Course outline
Lesson 1: Important Calibration Definitions
Let's start with some important terms you'll come across when calibrating your devices.
By the end of this lesson, you’ll be able to understand:
- Definitions of important concepts related to calibration
Correlation or R²: The Pearson correlation coefficient, or R² , is a measure of how well correlated two variables are to one another. Correlation tells you whether two variables change together at the same rate. R² can range between 0 (not correlated) and 1 (perfectly correlated). You can read more about R² in the Knowledge Base article here.
Error or RMSE: Error is the amount that a variable differs from the expected value, and Root Mean Square Error (RMSE) is one commonly-used measure of error. It can range from zero to infinity, and its units are the same as the two variables being compared. You can read more about RMSE in the Knowledge Base article here.
Calibration model: A calibration model is the general formula or algorithm that takes sensor readings and returns the calibrated measurement. It is fitted, or “trained” on, collocation data to develop a calibration profile.
Calibration: is the process of evaluating and adjusting the Clarity Node-S measurements to ensure that they are reporting accurate data. Calibration improves the accuracy and reliability of your data. Clarity’s rigorous, patent-pending Remote Calibration process ensures your air quality measurements are scientifically validated and defensible.

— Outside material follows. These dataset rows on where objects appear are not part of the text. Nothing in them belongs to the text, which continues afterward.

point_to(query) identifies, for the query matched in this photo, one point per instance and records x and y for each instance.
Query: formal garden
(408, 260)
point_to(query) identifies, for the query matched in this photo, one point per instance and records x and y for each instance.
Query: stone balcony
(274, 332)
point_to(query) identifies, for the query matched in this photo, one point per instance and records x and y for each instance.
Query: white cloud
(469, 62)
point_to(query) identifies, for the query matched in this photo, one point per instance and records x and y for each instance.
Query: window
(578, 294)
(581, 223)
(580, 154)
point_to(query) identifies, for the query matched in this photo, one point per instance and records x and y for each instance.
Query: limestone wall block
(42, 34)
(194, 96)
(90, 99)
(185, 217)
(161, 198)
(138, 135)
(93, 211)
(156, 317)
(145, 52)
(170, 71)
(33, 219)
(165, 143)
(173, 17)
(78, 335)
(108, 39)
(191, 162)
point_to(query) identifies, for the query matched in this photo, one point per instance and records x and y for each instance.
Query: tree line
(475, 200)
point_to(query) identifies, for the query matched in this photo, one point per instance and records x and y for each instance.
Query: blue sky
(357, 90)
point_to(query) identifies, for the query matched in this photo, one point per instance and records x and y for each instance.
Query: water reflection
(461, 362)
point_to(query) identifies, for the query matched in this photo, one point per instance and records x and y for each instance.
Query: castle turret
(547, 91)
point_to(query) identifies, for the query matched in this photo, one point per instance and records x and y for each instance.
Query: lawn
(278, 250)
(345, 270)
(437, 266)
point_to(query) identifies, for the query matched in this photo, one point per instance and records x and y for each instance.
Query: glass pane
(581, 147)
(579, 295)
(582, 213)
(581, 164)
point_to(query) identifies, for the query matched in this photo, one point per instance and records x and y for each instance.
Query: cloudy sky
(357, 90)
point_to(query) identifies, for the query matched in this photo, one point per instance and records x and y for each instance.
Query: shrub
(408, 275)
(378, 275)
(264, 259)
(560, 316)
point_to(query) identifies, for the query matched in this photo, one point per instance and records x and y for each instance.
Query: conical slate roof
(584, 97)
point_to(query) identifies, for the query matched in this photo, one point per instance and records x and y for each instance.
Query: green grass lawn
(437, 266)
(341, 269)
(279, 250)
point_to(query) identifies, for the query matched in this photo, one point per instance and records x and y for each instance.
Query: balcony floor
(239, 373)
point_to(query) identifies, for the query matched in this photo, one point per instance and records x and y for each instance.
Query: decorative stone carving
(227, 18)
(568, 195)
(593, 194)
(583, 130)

Global Calibration: These calibrations are the result of rigorous development involving the collocation of Clarity devices with reference monitors at numerous global sites, covering a broad spectrum of pollution and environmental conditions. These calibrations significantly boost accuracy compared to raw sensor data. They are designed to work well in a broad range of environments but are less individually tailored to correct in any one specific environment. All Clarity Node-S devices come equipped with global calibration applied to PM2.5 and NO2.
Custom Collocation-based Calibration: During a collocation-based calibration, a calibration model is developed using data from a reference monitor. That calibration can then be applied to data from the low-cost sensor to adjust the data so that it is more accurate. While all Clarity Node-S devices come equipped with global calibration PM2.5 and NO2 applied, for best results, a custom collocation-based calibration is recommended as it is tailored to your project's specific environmental conditions.
Performance targets: Performance targets are statistical thresholds that are used to evaluate whether a sensor’s data is of sufficiently high quality. These targets are often developed by regulators or government agencies to account for variability in performance of low-cost sensors.
Detection limit: A detection limit is the concentration below which a monitor can no longer accurately measure a given pollutant. It is important to understand the detection limit of whatever instrumentation you’re working with as you start to analyze and interpret the data.